A criminal group has been systematically targeting large corporations — including four Canadian organizations — over the past three years to steal confidential information and intellectual property, warns Symantec.

In a blog last week the security vendor said the group, which it has dubbed Butterfly, has hit 49 organizations in more than 20 countries including Twitter, Facebook, Apple, Microsoft and firms in the pharmaceutical, legal and oil and precious metals sectors. More details on the group are in this Symatec report.

Symantec describes the group as “technically proficient and well resourced” and — perhaps surprisingly — not interested in credit card data. “The group has developed a suite of custom malware tools capable of attacking both Windows and Apple computers,” says the report, “and appears to have used at least one zero-day vulnerability in its attacks.
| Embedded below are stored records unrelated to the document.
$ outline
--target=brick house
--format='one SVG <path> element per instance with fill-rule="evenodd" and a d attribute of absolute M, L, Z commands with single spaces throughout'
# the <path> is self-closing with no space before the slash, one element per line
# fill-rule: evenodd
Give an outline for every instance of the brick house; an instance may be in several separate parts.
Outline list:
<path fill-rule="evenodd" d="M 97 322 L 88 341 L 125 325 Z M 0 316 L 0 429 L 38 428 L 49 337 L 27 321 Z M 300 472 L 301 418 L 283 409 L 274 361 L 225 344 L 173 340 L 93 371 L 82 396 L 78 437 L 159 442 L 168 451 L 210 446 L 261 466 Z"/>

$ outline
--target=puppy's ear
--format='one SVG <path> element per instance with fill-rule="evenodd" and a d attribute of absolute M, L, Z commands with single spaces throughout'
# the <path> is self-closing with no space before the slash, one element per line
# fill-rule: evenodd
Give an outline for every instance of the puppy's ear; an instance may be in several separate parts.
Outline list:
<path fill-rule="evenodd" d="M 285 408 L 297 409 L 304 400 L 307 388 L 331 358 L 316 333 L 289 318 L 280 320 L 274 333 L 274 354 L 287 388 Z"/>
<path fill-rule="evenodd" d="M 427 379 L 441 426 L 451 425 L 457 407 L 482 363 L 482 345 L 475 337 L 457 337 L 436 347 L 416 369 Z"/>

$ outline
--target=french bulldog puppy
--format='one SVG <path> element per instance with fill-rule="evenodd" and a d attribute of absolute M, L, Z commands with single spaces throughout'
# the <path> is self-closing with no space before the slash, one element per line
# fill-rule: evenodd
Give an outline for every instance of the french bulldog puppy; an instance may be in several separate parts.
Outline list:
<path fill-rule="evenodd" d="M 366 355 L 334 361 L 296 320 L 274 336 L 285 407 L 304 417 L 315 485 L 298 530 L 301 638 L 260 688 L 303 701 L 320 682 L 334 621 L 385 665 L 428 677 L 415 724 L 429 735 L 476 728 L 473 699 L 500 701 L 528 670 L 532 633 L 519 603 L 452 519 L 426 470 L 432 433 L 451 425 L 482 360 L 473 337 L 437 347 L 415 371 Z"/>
It keeps a low profile and maintains good operational security. After successfully compromising a target organization, it cleans up after itself before moving on to its next target.”

Part of the reason it’s been hard to track is the group uses encrypted virtual machines and multi-staged command and control servers to make it difficult to investigate.

The attacks date back to 2012 and typically involve compromising a website used by mobile developers (iPhoneDevSDK. com) and using a Java zero-day exploit (CVE-2013-0422, since been patched) to infect them with a Mac OS X back door known as OSX.Pintsized or a Windows back door, Backdoor.Jiripbot. It is not uncommon for the attackers to gain a foothold in an organization’s regional offices, then spreading to its headquarters. In many attacks, Symantec [Nasdaq: SYMC] says, the group compromised Microsoft Exchange or Lotus Domino email servers to intercept company emails, and possibly use them to send counterfeit emails.

In addition to the four unnamed Canadian firms hit, 17 organizations in the U.S. and 12 in Europe were victims. Symatec doubts the Butterfly group is state-sponsored.